We are not doing this within a transaction, correct? In this case, the SET command immediately affects the whole session. This should not cause issues with a session only used (sequentially) by Codd, but I think it would be preferable to minimize the scope to be safe. What do you think about using a transaction and using SET LOCAL search_path='' to change the configuration?

Using a transaction would also be preferable to ensure that the selected data is consistent, IMHO.

I completely empathize with having a busy schedule. 😄 I really appreciate your time and efforts!

Answer 3 · 2023-03-27T20:42:26.000Z

We are not doing this within a transaction, correct? In this case, the SET command immediately affects the whole session. This should not cause issues with a session only used (sequentially) by Codd, but I think it would be preferable to minimize the scope to be safe. What do you think about using a transaction and using SET LOCAL search_path='' to change the configuration?

Good point. By default, the function that builds the schema from the database runs in a transaction before committing, but perhaps only if all pending migrations are in-txn (i.e. not even one no-txn migration pending). I'll have to check if that's the case, but it might be a good opportunity to create a class constraint that could be used to ensure a function only runs inside a transaction, e.g. an InTxn m constraint. That'd be a more solid foundation to make sure we're building the db schema atomically. It might infect test code significantly, but it's a small price to pay.

We set the search path to the empty string using a SET command and later restore it to the previous value using set_config. Is there a reason for using different ways to set the value? Perhaps SET is preferred for setting constant values while set_config is preferred/necessary for setting variable values?

The only reason is odd parsing rules for SET:

codd-experiments=> show search_path;
   search_path   
-----------------
 "$user", public
(1 row)

codd-experiments=> set search_path to '';
SET
codd-experiments=> set search_path to '"$user", public';
SET
codd-experiments=> show search_path;
     search_path     
---------------------
 """$user"", public"
(1 row)

SET works if I don't wrap the value in simple quotes, but since I'm using value interpolation from postgresql-simple, I'm not sure if that'd work with the ? placeholder.. set_config at least is a regular function with familiar syntax :)

But using set_config twice to avoid confusion sounds like a good idea.

Answer 4 · 2023-03-27T21:13:05.000Z

By default, the function that builds the schema from the database runs in a transaction before committing

I had been thinking that readSchemaFromDatabase could be implemented using a transaction, but I now realize why this is not viable.

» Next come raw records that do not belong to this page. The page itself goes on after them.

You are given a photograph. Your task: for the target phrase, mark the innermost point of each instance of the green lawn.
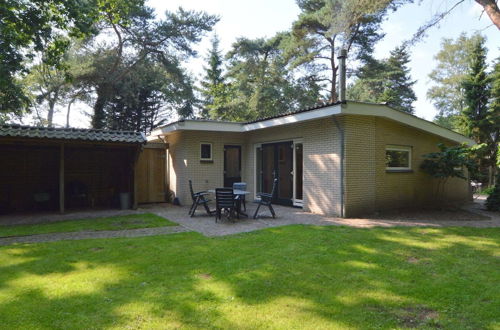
(109, 223)
(289, 277)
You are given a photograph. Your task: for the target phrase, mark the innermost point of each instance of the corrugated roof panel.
(72, 134)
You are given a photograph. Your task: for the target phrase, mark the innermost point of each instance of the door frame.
(238, 146)
(295, 201)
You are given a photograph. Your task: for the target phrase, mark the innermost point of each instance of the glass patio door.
(275, 160)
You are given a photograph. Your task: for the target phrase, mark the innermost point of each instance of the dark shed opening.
(49, 169)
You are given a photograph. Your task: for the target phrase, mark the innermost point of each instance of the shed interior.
(93, 175)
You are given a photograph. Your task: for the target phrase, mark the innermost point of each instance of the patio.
(472, 215)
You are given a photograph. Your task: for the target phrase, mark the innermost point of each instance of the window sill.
(399, 171)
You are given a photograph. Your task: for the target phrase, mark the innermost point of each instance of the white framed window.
(397, 158)
(206, 151)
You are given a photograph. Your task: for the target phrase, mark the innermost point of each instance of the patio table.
(238, 193)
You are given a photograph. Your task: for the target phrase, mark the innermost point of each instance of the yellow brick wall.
(184, 152)
(321, 151)
(370, 188)
(321, 182)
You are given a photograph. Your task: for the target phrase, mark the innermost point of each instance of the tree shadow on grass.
(296, 276)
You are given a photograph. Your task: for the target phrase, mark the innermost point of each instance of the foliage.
(260, 82)
(449, 162)
(447, 92)
(493, 200)
(141, 38)
(480, 120)
(133, 221)
(146, 97)
(386, 81)
(316, 277)
(476, 96)
(214, 89)
(326, 26)
(31, 29)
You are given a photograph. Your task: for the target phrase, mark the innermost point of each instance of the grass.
(132, 221)
(288, 278)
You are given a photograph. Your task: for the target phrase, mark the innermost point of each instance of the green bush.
(487, 191)
(493, 201)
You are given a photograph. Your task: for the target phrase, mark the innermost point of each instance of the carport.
(48, 169)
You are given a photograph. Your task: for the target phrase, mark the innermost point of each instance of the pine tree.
(477, 92)
(213, 86)
(398, 91)
(476, 118)
(386, 80)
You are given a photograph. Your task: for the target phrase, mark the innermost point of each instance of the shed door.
(151, 176)
(232, 165)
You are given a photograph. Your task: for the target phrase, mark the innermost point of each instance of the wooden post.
(61, 179)
(135, 203)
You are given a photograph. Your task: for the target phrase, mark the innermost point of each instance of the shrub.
(493, 201)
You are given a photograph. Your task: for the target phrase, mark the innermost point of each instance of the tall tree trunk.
(99, 117)
(491, 8)
(68, 112)
(50, 114)
(333, 88)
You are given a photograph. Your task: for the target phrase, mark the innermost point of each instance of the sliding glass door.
(279, 160)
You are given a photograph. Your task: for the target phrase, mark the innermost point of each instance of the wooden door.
(277, 163)
(151, 176)
(232, 165)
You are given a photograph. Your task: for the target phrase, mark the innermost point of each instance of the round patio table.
(238, 193)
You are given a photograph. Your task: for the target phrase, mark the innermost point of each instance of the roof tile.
(71, 134)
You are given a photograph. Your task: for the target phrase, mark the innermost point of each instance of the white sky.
(263, 18)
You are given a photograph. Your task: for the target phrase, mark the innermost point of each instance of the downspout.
(164, 139)
(342, 156)
(342, 98)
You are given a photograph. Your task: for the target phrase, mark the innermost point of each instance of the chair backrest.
(224, 197)
(240, 185)
(191, 190)
(274, 192)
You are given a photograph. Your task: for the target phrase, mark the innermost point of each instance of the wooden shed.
(65, 168)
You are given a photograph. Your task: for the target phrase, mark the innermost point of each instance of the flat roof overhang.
(348, 108)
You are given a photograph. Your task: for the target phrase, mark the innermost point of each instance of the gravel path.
(93, 234)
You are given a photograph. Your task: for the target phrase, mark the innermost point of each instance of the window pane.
(232, 162)
(206, 151)
(397, 158)
(298, 171)
(258, 169)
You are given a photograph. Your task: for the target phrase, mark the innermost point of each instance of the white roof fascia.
(351, 108)
(196, 125)
(294, 118)
(354, 108)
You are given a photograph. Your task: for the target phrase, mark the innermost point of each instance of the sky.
(263, 18)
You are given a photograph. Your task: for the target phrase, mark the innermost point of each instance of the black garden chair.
(198, 199)
(224, 201)
(267, 200)
(241, 186)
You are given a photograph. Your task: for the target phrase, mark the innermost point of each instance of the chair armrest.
(265, 195)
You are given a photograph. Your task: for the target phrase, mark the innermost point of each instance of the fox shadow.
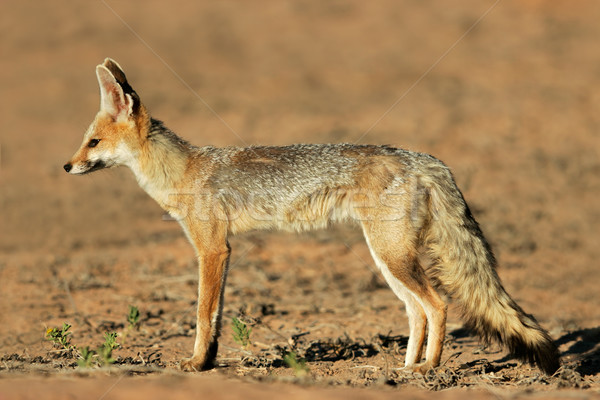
(584, 346)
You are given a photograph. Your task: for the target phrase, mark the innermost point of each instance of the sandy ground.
(510, 102)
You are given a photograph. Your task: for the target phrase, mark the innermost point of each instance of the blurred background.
(506, 93)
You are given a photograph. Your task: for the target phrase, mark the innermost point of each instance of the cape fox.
(406, 203)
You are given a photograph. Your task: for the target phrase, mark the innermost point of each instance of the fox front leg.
(210, 240)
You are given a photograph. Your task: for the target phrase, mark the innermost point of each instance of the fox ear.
(112, 98)
(116, 70)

This function is sometimes called within an existing transaction (such as when using add without no-txn) and sometimes without (such as when using verify-schema).

it might be a good opportunity to create a class constraint that could be used to ensure a function only runs inside a transaction

Good idea!

But using set_config twice to avoid confusion sounds like a good idea.

Thank you for the explanation.

If readSchemaFromDatabase itself were implemented using a transaction, restoring the previous value would not be necessary (thanks to transaction-local configuration).

I wonder if restoring the previous value is necessary in the actual case? It is if subsequent commands are executed within the same transaction, but perhaps reading the schema state is always done at the end of transactions? I guess restoring the value is a good idea regardless, for safety in case the function is used differently by somebody.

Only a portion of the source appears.